Initially, we talk about the screenplay, and the ideas behind it. And I pretty much stay out of the way because David’s such a fine director, and wouldn’t have to worry about me. My main contribution is the music. That’s when I really go to work.

Yeah the score is very good.

Thank you.

I feel like you were mixing some stuff up with stuff that we’re familiar with, but different takes on it…

Absolutely.

When do you decide to do that? I’m assuming you have the movie in front of you and you’re just reacting to what you’re seeing?

Pretty much that’s it. We started with a basic situation of a score that exists in 1978, the one I did way back when. So, we take various parts of that and we amplify it and bring it into the modern era, modern sounds, and that’s 40 percent of what you hear. Then the rest is we improvise right on the spot in terms of what’s necessary for the movie – whether it’s for the characters, for the story, atmosphere – whatever is needed, we’re there. We’re there to fill it in. And David, we have a big spotting session with him where he says, “I want something here and I want something like this,” and that’s what we go off of.

There are a few references in this movie to Halloween III: Season of the Witch. Whose idea was that?

I have no idea what you’re talking about. I don’t know.

The masks from Halloween III: Season of the Witch are in Halloween Kills.

Good.

Do you not like that movie? I can’t tell.

I love that movie. Yeah, I love that movie.

I think it’s gained traction over the last few years.
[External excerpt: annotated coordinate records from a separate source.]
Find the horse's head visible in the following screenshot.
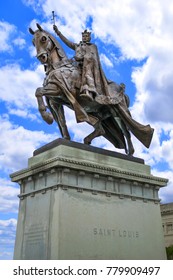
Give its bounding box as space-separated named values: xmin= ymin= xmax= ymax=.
xmin=29 ymin=23 xmax=67 ymax=64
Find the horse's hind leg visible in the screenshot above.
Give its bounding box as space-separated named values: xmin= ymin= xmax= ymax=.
xmin=35 ymin=87 xmax=53 ymax=124
xmin=50 ymin=100 xmax=70 ymax=140
xmin=84 ymin=121 xmax=105 ymax=145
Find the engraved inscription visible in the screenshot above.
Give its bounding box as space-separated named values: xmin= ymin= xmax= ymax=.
xmin=93 ymin=228 xmax=139 ymax=238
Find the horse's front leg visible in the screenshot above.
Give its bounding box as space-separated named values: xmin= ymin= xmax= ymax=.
xmin=35 ymin=87 xmax=53 ymax=124
xmin=84 ymin=121 xmax=105 ymax=145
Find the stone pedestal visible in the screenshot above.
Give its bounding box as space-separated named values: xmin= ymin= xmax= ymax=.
xmin=11 ymin=139 xmax=167 ymax=260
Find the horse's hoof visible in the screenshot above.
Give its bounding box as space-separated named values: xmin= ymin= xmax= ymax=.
xmin=80 ymin=93 xmax=94 ymax=102
xmin=84 ymin=137 xmax=91 ymax=145
xmin=41 ymin=111 xmax=53 ymax=124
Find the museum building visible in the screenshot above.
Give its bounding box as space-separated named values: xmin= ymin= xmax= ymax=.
xmin=160 ymin=202 xmax=173 ymax=247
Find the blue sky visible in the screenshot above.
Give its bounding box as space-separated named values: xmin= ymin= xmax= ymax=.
xmin=0 ymin=0 xmax=173 ymax=259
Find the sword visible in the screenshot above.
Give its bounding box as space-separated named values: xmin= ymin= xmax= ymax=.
xmin=51 ymin=11 xmax=56 ymax=25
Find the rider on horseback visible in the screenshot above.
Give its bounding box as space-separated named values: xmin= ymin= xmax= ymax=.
xmin=53 ymin=25 xmax=105 ymax=101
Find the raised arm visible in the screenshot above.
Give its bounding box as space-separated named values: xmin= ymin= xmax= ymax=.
xmin=53 ymin=24 xmax=76 ymax=50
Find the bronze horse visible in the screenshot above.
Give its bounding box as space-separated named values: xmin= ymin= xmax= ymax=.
xmin=29 ymin=24 xmax=153 ymax=155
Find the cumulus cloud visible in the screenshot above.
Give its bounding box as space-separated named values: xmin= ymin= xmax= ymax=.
xmin=0 ymin=219 xmax=17 ymax=260
xmin=0 ymin=64 xmax=44 ymax=110
xmin=0 ymin=118 xmax=57 ymax=172
xmin=0 ymin=21 xmax=16 ymax=52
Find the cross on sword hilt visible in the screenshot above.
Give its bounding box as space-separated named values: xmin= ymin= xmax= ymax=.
xmin=51 ymin=11 xmax=56 ymax=25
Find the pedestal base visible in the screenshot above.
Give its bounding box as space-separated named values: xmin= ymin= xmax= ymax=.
xmin=11 ymin=140 xmax=167 ymax=260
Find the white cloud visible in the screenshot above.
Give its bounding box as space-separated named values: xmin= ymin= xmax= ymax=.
xmin=0 ymin=118 xmax=57 ymax=173
xmin=0 ymin=64 xmax=44 ymax=111
xmin=0 ymin=21 xmax=16 ymax=52
xmin=13 ymin=38 xmax=26 ymax=49
xmin=0 ymin=219 xmax=17 ymax=260
xmin=100 ymin=53 xmax=114 ymax=68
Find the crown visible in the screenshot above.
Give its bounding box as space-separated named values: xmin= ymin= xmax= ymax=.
xmin=82 ymin=29 xmax=91 ymax=35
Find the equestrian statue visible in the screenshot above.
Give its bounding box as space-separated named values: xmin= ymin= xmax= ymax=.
xmin=29 ymin=23 xmax=154 ymax=155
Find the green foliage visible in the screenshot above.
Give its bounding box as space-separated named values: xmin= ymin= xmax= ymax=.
xmin=166 ymin=245 xmax=173 ymax=260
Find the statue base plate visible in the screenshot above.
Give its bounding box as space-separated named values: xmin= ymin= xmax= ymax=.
xmin=11 ymin=139 xmax=167 ymax=260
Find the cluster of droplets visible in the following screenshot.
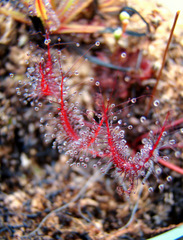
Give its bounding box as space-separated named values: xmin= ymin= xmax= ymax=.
xmin=17 ymin=38 xmax=178 ymax=192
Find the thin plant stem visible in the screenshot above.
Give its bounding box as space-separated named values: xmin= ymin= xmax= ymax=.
xmin=145 ymin=11 xmax=180 ymax=115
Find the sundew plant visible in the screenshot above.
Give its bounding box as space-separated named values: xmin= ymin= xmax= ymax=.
xmin=17 ymin=29 xmax=183 ymax=194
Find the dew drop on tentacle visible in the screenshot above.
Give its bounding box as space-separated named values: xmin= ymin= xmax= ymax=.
xmin=148 ymin=187 xmax=154 ymax=193
xmin=153 ymin=100 xmax=160 ymax=107
xmin=140 ymin=116 xmax=146 ymax=123
xmin=158 ymin=184 xmax=165 ymax=192
xmin=95 ymin=41 xmax=100 ymax=47
xmin=166 ymin=176 xmax=172 ymax=182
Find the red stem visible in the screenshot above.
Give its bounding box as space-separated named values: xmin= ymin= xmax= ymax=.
xmin=158 ymin=158 xmax=183 ymax=175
People love that movie now. I know at the time people didn’t know what to make of it.

It was pretty rough back in the day because it was a big flop. The audience said, “Where’s Michael Myers?”
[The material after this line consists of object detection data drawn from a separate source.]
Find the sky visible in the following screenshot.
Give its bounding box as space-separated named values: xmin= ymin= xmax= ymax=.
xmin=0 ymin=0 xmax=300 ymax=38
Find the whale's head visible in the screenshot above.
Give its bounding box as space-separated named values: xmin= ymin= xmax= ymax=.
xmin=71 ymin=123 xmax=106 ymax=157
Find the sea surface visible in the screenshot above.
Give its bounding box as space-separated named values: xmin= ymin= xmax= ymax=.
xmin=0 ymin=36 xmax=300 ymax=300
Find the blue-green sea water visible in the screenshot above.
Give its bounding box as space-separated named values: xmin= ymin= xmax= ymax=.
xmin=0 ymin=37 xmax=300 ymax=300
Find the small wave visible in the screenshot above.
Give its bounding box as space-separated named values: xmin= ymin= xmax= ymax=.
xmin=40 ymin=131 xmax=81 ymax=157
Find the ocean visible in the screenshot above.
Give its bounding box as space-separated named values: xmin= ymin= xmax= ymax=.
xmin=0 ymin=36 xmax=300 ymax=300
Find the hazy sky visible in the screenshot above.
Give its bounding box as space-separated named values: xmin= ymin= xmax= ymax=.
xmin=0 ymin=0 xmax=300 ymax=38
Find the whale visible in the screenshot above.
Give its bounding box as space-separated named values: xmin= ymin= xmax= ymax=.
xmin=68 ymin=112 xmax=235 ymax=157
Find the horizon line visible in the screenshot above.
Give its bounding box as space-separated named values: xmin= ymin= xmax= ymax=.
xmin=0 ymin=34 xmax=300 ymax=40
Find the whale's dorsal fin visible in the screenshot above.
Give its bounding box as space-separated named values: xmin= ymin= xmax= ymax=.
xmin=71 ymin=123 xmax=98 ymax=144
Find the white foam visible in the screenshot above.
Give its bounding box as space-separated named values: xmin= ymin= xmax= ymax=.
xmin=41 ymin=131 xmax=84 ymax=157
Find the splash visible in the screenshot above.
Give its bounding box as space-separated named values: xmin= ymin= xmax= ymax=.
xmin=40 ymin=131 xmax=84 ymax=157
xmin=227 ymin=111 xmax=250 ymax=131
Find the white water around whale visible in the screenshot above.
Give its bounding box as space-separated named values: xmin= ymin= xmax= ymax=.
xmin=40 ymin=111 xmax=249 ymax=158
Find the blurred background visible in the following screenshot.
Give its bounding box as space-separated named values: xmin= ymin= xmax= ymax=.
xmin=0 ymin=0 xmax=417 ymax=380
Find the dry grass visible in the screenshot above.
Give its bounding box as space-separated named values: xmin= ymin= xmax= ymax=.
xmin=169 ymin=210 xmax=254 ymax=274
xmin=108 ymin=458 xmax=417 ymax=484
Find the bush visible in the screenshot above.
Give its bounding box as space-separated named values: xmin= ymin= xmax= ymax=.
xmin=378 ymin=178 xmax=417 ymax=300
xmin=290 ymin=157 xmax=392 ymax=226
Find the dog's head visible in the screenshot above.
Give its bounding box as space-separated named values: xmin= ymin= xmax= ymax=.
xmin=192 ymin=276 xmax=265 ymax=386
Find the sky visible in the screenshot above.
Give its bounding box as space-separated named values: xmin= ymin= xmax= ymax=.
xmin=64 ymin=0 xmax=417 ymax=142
I’m a big fan of Dr. Dan Challis.

Anyway, I like that movie a lot. I think that movie’s terrific.

I didn’t consider myself a huge horror fan, but now, during the pandemic, I think a lot of things reset. People who don’t consider themselves horror fans are watching movies from that era and really loving them. Are you noticing this? I know you noticed that everyone was watching The Thing at first, but just overall, do you think there’s been a reset of what people want from horror? Because there’s a fun aspect that I think has missing over the last few years.
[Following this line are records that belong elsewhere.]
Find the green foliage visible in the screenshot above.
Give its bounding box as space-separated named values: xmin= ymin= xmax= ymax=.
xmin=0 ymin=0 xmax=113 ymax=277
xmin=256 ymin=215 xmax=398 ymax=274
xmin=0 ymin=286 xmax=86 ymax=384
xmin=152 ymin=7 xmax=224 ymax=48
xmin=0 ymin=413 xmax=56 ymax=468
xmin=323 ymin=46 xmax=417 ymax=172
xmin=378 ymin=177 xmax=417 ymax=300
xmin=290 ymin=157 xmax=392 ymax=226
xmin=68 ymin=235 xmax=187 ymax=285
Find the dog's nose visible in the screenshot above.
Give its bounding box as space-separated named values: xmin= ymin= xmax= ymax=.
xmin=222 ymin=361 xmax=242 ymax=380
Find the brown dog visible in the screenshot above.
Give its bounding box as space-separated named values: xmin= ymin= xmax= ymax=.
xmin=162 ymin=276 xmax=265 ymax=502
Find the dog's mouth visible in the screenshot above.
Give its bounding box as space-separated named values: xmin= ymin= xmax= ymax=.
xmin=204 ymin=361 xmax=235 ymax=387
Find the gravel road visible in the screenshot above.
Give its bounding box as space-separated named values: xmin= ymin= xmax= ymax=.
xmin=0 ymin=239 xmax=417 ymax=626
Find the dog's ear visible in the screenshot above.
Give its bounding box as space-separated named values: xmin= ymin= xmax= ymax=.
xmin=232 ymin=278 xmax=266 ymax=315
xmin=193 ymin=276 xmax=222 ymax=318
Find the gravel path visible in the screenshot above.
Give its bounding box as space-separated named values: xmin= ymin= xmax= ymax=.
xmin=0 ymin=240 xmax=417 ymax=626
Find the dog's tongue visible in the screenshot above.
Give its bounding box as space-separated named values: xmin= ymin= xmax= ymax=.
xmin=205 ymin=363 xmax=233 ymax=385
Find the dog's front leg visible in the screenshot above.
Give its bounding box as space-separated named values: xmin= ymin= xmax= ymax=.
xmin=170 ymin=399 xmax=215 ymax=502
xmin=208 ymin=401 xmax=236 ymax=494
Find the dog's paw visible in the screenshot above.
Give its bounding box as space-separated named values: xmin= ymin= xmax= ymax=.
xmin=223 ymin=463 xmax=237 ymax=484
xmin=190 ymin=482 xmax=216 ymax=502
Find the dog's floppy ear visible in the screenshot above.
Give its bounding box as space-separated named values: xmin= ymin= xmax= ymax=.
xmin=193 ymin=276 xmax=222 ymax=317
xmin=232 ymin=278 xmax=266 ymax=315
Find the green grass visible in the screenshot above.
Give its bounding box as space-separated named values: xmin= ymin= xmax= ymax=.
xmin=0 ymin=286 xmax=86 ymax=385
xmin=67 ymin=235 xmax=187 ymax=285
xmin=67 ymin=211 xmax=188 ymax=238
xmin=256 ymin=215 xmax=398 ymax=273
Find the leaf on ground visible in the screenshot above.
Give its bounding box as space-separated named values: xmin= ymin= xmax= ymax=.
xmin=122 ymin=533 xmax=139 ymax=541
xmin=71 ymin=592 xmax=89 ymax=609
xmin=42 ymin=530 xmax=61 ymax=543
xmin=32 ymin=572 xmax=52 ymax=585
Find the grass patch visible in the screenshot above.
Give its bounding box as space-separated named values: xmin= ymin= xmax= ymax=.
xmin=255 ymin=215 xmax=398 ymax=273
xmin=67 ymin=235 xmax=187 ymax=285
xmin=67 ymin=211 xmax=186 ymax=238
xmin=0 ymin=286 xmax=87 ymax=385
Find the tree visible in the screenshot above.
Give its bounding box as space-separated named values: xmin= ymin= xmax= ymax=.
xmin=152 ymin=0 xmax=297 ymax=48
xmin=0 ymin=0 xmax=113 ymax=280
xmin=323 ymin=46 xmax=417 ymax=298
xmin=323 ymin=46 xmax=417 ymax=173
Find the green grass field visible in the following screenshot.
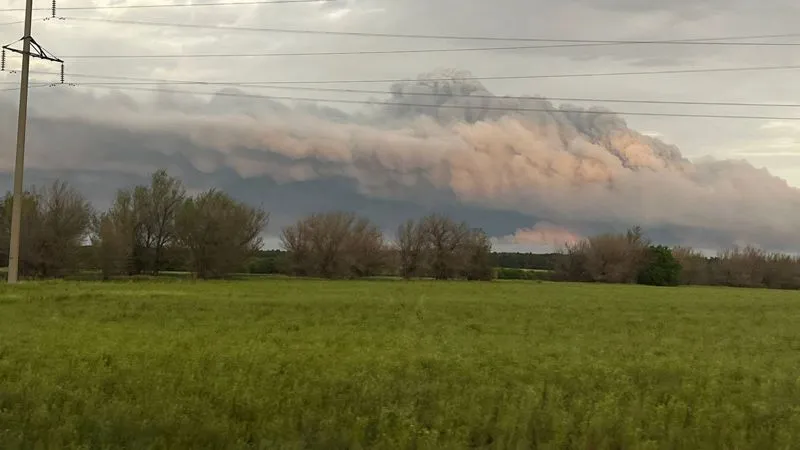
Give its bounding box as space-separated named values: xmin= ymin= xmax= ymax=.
xmin=0 ymin=279 xmax=800 ymax=449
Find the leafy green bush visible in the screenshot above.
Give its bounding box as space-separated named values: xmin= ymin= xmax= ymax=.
xmin=496 ymin=267 xmax=553 ymax=281
xmin=638 ymin=245 xmax=682 ymax=286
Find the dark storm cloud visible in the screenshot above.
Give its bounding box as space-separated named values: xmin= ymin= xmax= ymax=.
xmin=2 ymin=71 xmax=800 ymax=253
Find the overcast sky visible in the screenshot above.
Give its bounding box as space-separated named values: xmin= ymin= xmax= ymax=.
xmin=0 ymin=0 xmax=800 ymax=251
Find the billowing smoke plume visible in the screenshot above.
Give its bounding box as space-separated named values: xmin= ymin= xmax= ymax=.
xmin=2 ymin=67 xmax=800 ymax=249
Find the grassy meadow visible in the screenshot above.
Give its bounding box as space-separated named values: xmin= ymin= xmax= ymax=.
xmin=0 ymin=279 xmax=800 ymax=449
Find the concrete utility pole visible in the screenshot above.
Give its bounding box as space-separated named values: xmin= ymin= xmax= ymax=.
xmin=3 ymin=0 xmax=64 ymax=283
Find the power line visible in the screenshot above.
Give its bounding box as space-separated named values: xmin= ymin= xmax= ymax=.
xmin=59 ymin=83 xmax=800 ymax=120
xmin=56 ymin=44 xmax=720 ymax=59
xmin=15 ymin=65 xmax=800 ymax=86
xmin=0 ymin=0 xmax=338 ymax=12
xmin=54 ymin=36 xmax=800 ymax=59
xmin=64 ymin=17 xmax=800 ymax=47
xmin=6 ymin=76 xmax=800 ymax=108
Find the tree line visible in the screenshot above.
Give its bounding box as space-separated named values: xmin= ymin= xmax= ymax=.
xmin=552 ymin=227 xmax=800 ymax=289
xmin=0 ymin=170 xmax=493 ymax=280
xmin=0 ymin=170 xmax=800 ymax=289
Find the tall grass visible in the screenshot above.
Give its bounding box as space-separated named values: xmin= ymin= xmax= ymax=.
xmin=0 ymin=279 xmax=800 ymax=449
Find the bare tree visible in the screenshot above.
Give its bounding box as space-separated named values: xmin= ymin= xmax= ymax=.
xmin=461 ymin=229 xmax=494 ymax=281
xmin=281 ymin=212 xmax=386 ymax=278
xmin=558 ymin=227 xmax=650 ymax=283
xmin=672 ymin=247 xmax=711 ymax=285
xmin=396 ymin=219 xmax=429 ymax=279
xmin=92 ymin=190 xmax=138 ymax=279
xmin=2 ymin=181 xmax=92 ymax=278
xmin=422 ymin=214 xmax=469 ymax=280
xmin=176 ymin=189 xmax=269 ymax=278
xmin=141 ymin=170 xmax=186 ymax=275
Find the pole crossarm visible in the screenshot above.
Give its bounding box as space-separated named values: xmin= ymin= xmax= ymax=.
xmin=3 ymin=36 xmax=64 ymax=64
xmin=2 ymin=0 xmax=64 ymax=284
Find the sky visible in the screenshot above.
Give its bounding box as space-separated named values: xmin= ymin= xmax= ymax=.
xmin=0 ymin=0 xmax=800 ymax=251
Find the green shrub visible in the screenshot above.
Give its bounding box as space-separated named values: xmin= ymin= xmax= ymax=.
xmin=638 ymin=245 xmax=682 ymax=286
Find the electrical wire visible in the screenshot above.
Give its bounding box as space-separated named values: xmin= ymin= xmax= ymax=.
xmin=10 ymin=65 xmax=800 ymax=86
xmin=0 ymin=0 xmax=338 ymax=12
xmin=57 ymin=17 xmax=800 ymax=47
xmin=7 ymin=77 xmax=800 ymax=108
xmin=56 ymin=83 xmax=800 ymax=121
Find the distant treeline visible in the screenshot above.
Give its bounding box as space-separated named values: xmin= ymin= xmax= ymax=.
xmin=0 ymin=171 xmax=800 ymax=289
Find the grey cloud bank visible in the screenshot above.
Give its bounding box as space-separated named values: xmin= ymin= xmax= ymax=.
xmin=0 ymin=71 xmax=800 ymax=251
That’s interesting. I hadn’t really paid much attention to that, but it’s much more fun than the torture movies.

Right.

The only one of those that was any good, the only one of those that were fun was the Saw movies, which were fun. But, no… horror there’s an edge. You don’t want to step over that edge. That’s not something that you should do.

A friend of mine was telling me about your last concert here in New York. Are you thinking about touring again soon?

We have thought about it, but there’s a pandemic we have to get over first. And I’m an old man now. I can’t go back out there in the world unless everybody’s healthy and happy.

You’ve only directed one sequel, but there are almost an infinite number of remakes and sequels made from your movies. I’m curious why you yourself have not directed many sequels, other than Escape from LA?

I just never had the interest to do it. I was involved in the Halloween II sequel as a writer, and I was involved in the Escape sequel, but other than that no big interest. That’s all I can say.

Speaking of Halloween II, does that still exist in the canon? Because in the 2018 Halloween they do make reference to Michael and Laurie being brother and sister and it’s explained away as something someone made up. I feel like I could still work Halloween II into this timeline if I want to. Is it up to me?

[Laughs] That’s right. It’s up to you! I think that was a desperate story idea that I shoved in there because I didn’t have anything else to do, but I think, wisely, they avoid that. Wisely.

But we could pretend that what happens in that movie still happens because in 2018 they discount that one part of it?

It’s all good. That’s right. Everybody’s happy now.

Was it weird for you when Mike Myers started becoming famous?

Well … Oh, I see what you mean. No. No, I didn’t find it weird.

You need to get him in one of these movies.

You’ve got to understand Michael Myers was named after a real person.

Yes, I knew that.

So, nothing surprised me after that.